Leider leben wir in einer Gesellschaft, die immer mehr Stress produziert. Der Druck auf jeden einzelnen Arbeitsplatz wächst. Zeitdruck, Angst vor Veränderungen, Wettbewerb mit Kollegen, finanzielle Sorgen all dies erzeugt Stress. Die Kluft zwischen Armen und Reichen wird immer grösser. Und wer möchte schon zu den Armen gehören!

Dem Einfluss der Arbeitnehmer auf Arbeitsanfall, Termin- und Konkurrenzdruck sind in der Regel Grenzen gesetzt; Veränderungen sind nur bedingt möglich. Es bleibt dem Einzelnen oft nichts anderes übrig, als einen möglichst guten Umgang damit zu finden sich also nicht selber noch zusätzlich unter Druck zu setzen. Wer die eigene Einstellung kritisch überprüft und krank machende Muster über Bord wirft, hat bessere Chancen, der Belastung im Beruf standzuhalten.

Am gefährlichsten ist der Perfektionismus der unbewusste Anspruch, immer siegen, immer der oder die Beste sein zu müssen. Dabei geht es auch anders. Wer auch einmal verlieren kann und sich auch dann immer noch gern hat, ist weniger stressanfällig als Leute, die immer gewinnen müssen.

Wer loslassen kann, lebt besser

Lehrreich ist auch die berühmte Diogenes-Anekdote. Alexander der Grosse soll vom Philosophen derart beeindruckt gewesen sein, dass er ihn fragte, ob er ihm einen Wunsch erfüllen könne. Diogenes, der gerade ein Sonnenbad nahm, soll geantwortet haben: «Ja. Geh mir bitte aus der Sonne!» Wer Zeit für Mussestunden findet und darauf verzichten kann, die Welt zu erobern, beugt ebenfalls dem Di-Stress vor.

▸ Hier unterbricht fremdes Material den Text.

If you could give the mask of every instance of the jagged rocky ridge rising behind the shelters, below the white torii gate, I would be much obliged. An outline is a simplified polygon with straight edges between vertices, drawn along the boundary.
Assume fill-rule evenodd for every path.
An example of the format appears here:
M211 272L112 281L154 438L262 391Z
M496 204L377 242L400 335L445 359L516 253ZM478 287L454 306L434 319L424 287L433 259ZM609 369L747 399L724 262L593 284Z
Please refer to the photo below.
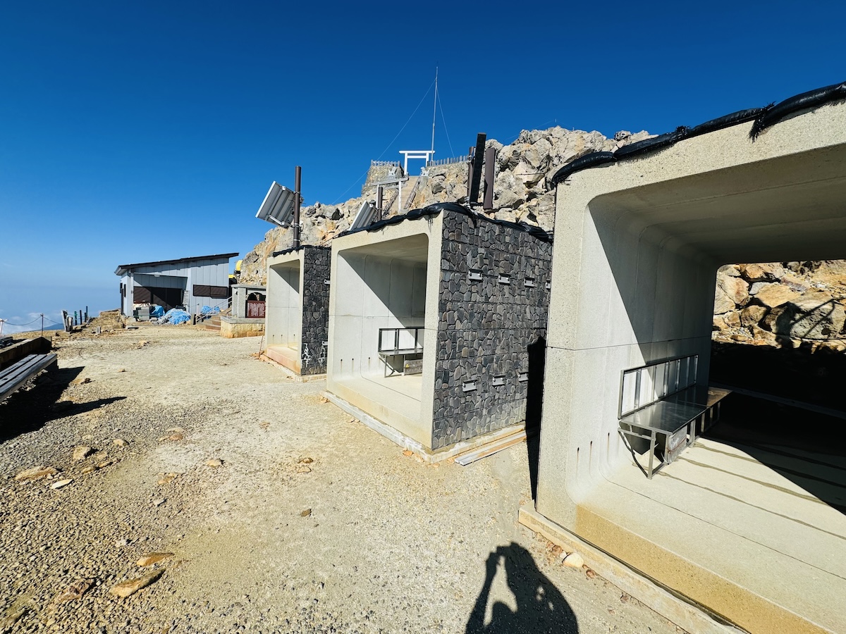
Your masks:
M494 172L494 210L489 216L508 221L525 221L551 231L555 220L555 194L547 187L547 177L569 161L595 150L613 151L622 145L649 138L640 132L618 132L608 139L598 132L568 130L555 127L546 130L524 130L509 145L491 139L487 146L497 149ZM402 167L391 162L375 161L362 188L363 194L340 205L308 205L301 210L304 244L321 245L349 229L361 203L373 199L371 183L402 176ZM438 202L464 202L467 194L467 163L431 166L422 170L412 208ZM386 203L387 203L386 199ZM407 208L407 205L403 205ZM396 201L385 210L385 216L396 216ZM239 281L244 284L265 284L267 258L275 251L292 245L289 229L274 228L266 232L264 240L244 256Z

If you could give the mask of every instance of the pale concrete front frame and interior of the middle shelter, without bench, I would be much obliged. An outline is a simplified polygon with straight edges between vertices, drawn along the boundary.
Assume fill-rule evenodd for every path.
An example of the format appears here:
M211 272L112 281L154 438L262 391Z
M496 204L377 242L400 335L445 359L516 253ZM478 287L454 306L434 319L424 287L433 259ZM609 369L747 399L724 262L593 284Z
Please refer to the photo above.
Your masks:
M440 261L441 231L431 216L332 241L327 389L426 447L438 318L438 276L427 263ZM425 328L419 396L392 394L378 353L379 328L409 326Z

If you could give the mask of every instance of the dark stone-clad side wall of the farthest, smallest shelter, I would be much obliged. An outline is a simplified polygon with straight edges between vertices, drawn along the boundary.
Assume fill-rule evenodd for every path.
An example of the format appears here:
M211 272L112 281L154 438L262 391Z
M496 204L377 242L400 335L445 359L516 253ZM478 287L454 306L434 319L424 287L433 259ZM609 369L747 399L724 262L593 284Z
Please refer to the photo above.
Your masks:
M303 332L299 374L325 374L329 338L329 279L332 249L304 247Z

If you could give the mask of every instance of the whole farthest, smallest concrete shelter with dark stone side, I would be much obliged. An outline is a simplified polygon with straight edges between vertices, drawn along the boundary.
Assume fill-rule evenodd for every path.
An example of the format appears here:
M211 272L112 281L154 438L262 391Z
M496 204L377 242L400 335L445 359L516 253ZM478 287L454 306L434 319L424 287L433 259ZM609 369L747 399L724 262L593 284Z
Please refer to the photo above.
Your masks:
M264 353L300 376L326 374L329 253L302 246L267 260Z

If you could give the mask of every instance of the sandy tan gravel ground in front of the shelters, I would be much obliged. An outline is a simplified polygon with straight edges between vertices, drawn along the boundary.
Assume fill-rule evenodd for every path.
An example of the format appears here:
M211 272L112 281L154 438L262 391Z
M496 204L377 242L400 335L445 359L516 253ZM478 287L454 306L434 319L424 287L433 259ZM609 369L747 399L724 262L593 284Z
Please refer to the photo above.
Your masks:
M519 526L525 444L427 465L259 344L57 340L58 372L0 405L0 632L680 631ZM58 473L15 479L37 466Z

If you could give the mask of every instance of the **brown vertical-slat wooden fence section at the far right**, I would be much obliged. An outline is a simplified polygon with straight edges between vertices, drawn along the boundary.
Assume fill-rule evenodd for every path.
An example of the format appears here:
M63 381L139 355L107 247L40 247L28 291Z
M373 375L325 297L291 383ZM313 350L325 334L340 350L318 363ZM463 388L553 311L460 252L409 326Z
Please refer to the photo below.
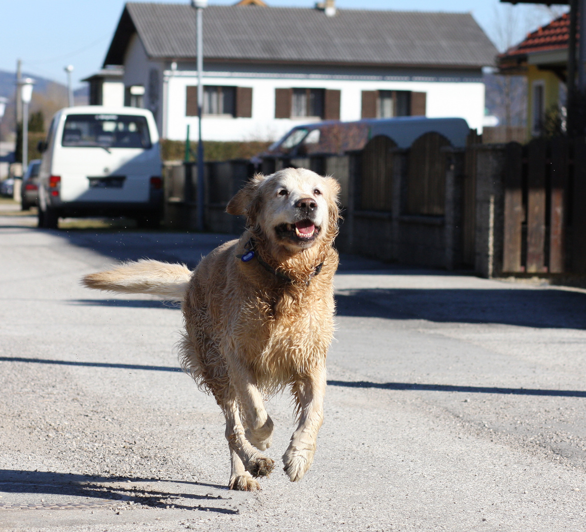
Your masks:
M506 145L503 273L586 273L586 141Z

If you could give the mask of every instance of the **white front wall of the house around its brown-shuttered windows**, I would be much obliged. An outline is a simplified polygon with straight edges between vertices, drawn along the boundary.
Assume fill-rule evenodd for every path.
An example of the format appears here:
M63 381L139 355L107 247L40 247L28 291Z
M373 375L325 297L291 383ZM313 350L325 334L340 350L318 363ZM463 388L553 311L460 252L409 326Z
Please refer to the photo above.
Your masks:
M134 69L132 69L134 70ZM132 71L131 70L131 71ZM166 135L171 139L185 139L187 125L191 138L196 139L197 118L185 116L186 86L197 84L193 70L166 70L168 126ZM126 77L126 75L125 75ZM129 79L130 79L129 73ZM390 77L390 76L387 76ZM397 76L399 77L399 76ZM204 117L202 136L215 141L276 140L289 129L306 124L307 118L275 118L275 88L308 87L338 89L340 94L340 120L360 120L363 90L408 90L427 93L427 116L430 118L464 118L471 128L482 131L485 87L479 76L430 77L402 76L406 81L381 79L379 75L332 76L319 73L254 73L239 75L231 72L206 71L206 85L226 85L253 88L253 117ZM419 79L417 79L419 78ZM137 79L137 78L133 78ZM138 84L138 81L136 82ZM133 83L134 84L134 83Z

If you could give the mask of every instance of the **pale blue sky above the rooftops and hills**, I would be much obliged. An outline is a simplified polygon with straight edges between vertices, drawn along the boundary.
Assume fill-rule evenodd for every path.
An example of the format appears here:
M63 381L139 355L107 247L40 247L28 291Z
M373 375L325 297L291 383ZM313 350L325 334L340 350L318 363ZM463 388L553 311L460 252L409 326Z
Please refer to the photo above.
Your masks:
M210 0L210 4L235 2ZM267 2L271 6L307 8L315 5L315 0ZM182 2L173 0L173 3ZM529 30L551 18L551 12L544 6L503 5L498 0L337 0L336 5L340 9L471 12L498 44L504 40L517 42ZM74 86L80 86L80 79L101 66L123 7L123 0L2 2L0 70L14 71L16 59L21 58L23 70L65 83L63 67L73 64ZM510 28L503 36L502 28L507 27Z

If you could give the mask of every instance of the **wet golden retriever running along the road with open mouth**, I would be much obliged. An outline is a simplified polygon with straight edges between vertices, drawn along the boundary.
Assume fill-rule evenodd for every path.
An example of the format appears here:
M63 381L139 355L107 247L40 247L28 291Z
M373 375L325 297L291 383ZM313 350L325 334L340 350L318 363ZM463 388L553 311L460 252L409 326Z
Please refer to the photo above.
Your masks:
M89 288L182 302L180 362L224 412L231 489L260 489L255 478L274 468L263 453L273 429L264 397L287 387L299 420L282 456L289 479L314 459L333 337L339 190L305 169L256 175L226 209L246 216L246 231L195 271L142 260L83 278Z

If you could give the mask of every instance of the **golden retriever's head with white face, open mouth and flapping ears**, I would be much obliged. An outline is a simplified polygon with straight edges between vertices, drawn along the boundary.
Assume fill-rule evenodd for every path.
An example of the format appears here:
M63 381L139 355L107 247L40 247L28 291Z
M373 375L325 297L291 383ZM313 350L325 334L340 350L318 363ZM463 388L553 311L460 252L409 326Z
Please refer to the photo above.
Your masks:
M340 185L304 168L255 175L226 211L243 214L247 227L272 244L301 251L331 243L338 231Z

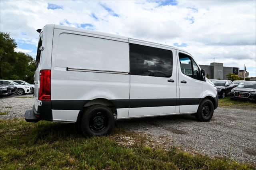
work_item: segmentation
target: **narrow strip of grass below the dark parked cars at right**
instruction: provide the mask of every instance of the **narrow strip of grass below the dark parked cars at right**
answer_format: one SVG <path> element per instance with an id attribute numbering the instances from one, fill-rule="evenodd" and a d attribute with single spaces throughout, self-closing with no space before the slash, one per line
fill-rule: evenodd
<path id="1" fill-rule="evenodd" d="M 242 100 L 231 100 L 230 97 L 225 97 L 223 99 L 219 99 L 219 106 L 225 107 L 249 107 L 256 108 L 256 103 L 252 101 L 242 101 Z"/>

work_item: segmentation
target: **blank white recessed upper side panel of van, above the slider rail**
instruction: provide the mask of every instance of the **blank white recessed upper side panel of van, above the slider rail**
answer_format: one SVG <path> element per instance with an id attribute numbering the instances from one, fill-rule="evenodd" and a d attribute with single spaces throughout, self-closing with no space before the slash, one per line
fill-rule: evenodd
<path id="1" fill-rule="evenodd" d="M 62 33 L 54 67 L 129 72 L 128 43 Z"/>

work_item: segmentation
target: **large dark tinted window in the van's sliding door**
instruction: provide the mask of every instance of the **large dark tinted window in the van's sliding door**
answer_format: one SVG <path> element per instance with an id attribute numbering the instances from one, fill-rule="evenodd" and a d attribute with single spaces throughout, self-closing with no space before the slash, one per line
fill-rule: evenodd
<path id="1" fill-rule="evenodd" d="M 172 76 L 172 51 L 130 43 L 130 74 Z"/>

Nur eine Änderung der Lebenseinstellung, des Arbeits- und des Freizeitverhaltens kann Entlastung bringen. Nur wer dem Sinn des Lebens, der Lebensqualität und menschlichen Werten einen höheren Stellenwert einräumt als gemeinhin üblich, kann dem Teufelskreis des Stresses entkommen. Wunderrezepte gibt es meiner Ansicht nach zwar keine. Trotzdem hier einige praktische Tipps.

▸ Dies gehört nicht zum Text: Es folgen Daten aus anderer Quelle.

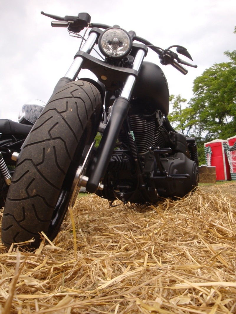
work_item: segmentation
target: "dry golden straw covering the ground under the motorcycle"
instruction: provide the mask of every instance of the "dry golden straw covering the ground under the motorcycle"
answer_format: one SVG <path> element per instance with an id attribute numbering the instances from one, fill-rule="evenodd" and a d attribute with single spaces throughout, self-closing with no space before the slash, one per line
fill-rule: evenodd
<path id="1" fill-rule="evenodd" d="M 80 198 L 34 253 L 0 246 L 2 313 L 236 313 L 236 182 L 178 201 Z M 76 251 L 74 250 L 76 246 Z"/>

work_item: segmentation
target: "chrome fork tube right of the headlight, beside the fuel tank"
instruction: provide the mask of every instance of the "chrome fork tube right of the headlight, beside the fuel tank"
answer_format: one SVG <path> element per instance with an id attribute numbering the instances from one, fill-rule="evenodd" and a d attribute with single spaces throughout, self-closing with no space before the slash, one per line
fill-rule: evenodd
<path id="1" fill-rule="evenodd" d="M 134 58 L 133 64 L 132 64 L 133 70 L 137 70 L 137 71 L 140 70 L 144 57 L 145 57 L 145 51 L 142 49 L 138 50 L 138 52 Z M 124 98 L 130 100 L 135 81 L 136 81 L 136 77 L 134 75 L 131 74 L 127 77 L 126 82 L 125 82 L 123 89 L 121 91 L 120 97 L 124 97 Z"/>

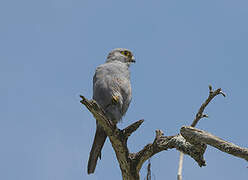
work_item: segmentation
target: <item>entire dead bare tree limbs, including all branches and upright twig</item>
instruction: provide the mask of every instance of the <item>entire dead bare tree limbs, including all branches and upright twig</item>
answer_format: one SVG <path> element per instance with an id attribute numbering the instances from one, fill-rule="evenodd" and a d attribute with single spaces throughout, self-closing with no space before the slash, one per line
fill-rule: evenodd
<path id="1" fill-rule="evenodd" d="M 200 167 L 206 166 L 203 155 L 207 144 L 223 152 L 248 160 L 248 149 L 240 148 L 210 133 L 192 127 L 195 126 L 201 118 L 207 117 L 207 115 L 203 114 L 204 109 L 215 96 L 218 94 L 225 96 L 221 89 L 212 91 L 212 87 L 209 86 L 209 91 L 209 96 L 198 110 L 191 127 L 182 127 L 180 131 L 181 134 L 174 136 L 164 136 L 161 130 L 156 130 L 154 141 L 147 144 L 137 153 L 129 152 L 127 140 L 128 137 L 140 127 L 144 120 L 139 120 L 125 129 L 120 130 L 106 118 L 104 110 L 94 100 L 88 100 L 84 96 L 80 96 L 82 98 L 80 102 L 92 113 L 109 137 L 120 165 L 123 180 L 139 180 L 139 171 L 146 160 L 161 151 L 173 148 L 192 157 Z M 182 161 L 180 161 L 180 164 L 182 164 Z M 180 167 L 182 167 L 182 165 L 180 165 Z M 181 177 L 178 176 L 178 178 Z"/>

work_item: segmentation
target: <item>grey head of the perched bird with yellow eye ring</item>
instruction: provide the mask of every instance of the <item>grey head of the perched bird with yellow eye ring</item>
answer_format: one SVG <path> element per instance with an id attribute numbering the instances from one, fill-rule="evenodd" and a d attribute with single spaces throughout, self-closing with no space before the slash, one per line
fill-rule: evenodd
<path id="1" fill-rule="evenodd" d="M 114 62 L 114 61 L 120 61 L 122 63 L 127 63 L 129 66 L 131 63 L 135 62 L 135 58 L 132 54 L 132 52 L 125 48 L 116 48 L 113 49 L 107 57 L 106 62 Z"/>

Bewusst Zeiten der Musse einbauen. Ausspannen, Loslassen.


Die Sensibilität für die Weisheit des Körpers vergrössern: Bedürfnisse nach Ruhe, Bewegung, frischer Luft, bestimmten Nahrungsmitteln, Schlaf, Hautkontakt und Sexualität ernst nehmen.


Teamwork statt Einzelkämpfertum.


Gefühle ausdrücken statt hinunterschlucken oder verdrängen.


Fehler, Misserfolge und Scheitern als Teil der Existenz akzeptieren.


Vertrauen in sich selbst, in andere und ins Leben entwickeln.


Bei grosser Belastung oder schwierigen Konflikten Coaching, Supervision oder Psychotherapie in Anspruch nehmen.